Page:Jaurès - Histoire socialiste, I.djvu/656

Cette page a été validée par deux contributeurs.
646
HISTOIRE SOCIALISTE


Mais quand ils s’aperçurent que les offices célébrés par les non-jureurs devenaient de véritables rassemblements de guerre civile contre la Révolution, ils se portèrent en masse aux offices des prêtres constitutionnels.

L’évêque de la Rochelle, de Goucy, chapelain de la reine, se jeta passionément dans la lutte.

L’essentiel, pour l’Église réfractaire, était de maintenir en fonction les prêtres insermentés ; et de les aider à vivre, leur traitement supprimé, sans demander aux paysans le moindre sacrifice.

Si la Vendée fut, à quelques égards, un mouvement « populaire », si de simples paysans, de simples artisans y jouèrent un grand rôle, ce fut un mouvement d’égoïsme populaire, d’égoïsme paysan. Prendre de toute main et ne rien donner, sera la véritable politique des masses paysannes vendéennes : aucun haut esprit de sacrifice n’était en elles : et si elles risquaient parfois leur vie, c’était pour des avantages matériels, qui valaient à leurs yeux plus que la vie.

Les grands chefs du mouvement comprirent bien qu’il fallait ménager d’abord et exploiter ensuite ce fond et ce tréfond d’égoïsme. Ils se gardèrent bien de faire appel à la bourse des paysans en faveur des prêtres. C’est l’évêque qui se procura, sous forme d’avance sur les revenus de son évêché, soixante mille livres. Les nobles s’engagèrent à assurer le traitement des réfractaires. Les missionnaires et les sœurs de Saint-Laurent-sur-Sèvres, qui parcouraient sans cesse l’ouest, continuèrent, il est vrai, à quêter : mais ils assuraient aux paysans qu’il fallait organiser des caisses de secours et de propagande pour défendre le pays contre les révolutionnaires. Ils commençaient à leur inoculer l’idée que la Vendée devrait se suffire, vivre de ses ressources et refuser son concours à la nation. Une fermentation aigre et basse de fanatisme et d’égoïsme se propageait.

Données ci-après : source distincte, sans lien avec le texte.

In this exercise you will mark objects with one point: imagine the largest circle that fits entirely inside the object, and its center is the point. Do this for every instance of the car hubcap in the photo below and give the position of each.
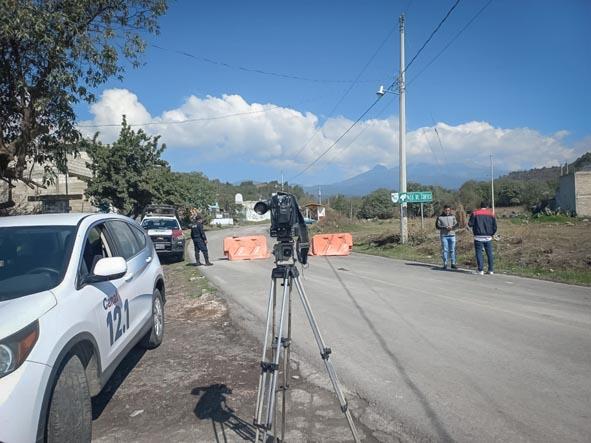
(158, 320)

Mais un nouveau coup retentissant allait être porté par l’Église à la Révolution. Le pape prenait parti. Le 10 mars 1791, il adressait à son Excellence, M. le cardinal de la Rochefoucauld, M. l’archevêque d’Aix et aux autres archevêques et évêques de l’Assemblée nationale de France un bref où il condamnait violemment la constitution civile. Il prétendait que l’Assemblée s’était attribué la compétence et la puissance spirituelle. Il affirmait que la consécration canonique instituée par elle sans l’intervention de la papauté n’avait point de valeur. Il protestait contre la dissolution des ordres religieux. Il protestait aussi violemment contre la saisie des biens d’Église. Et il contestait ainsi, il niait toute la Révolution.

Son bref du 15 avril était une condamnation nouvelle de toute l’œuvre révolutionnaire. Et de plus le pape y déclarait nettement les élections des prêtres constitutionnels illégitimes, leur consécration sacrilège, et suspens de toutes fonctions ecclésiastiques, les consacrés et les consécrateurs. C’était la proclamation officielle du schisme.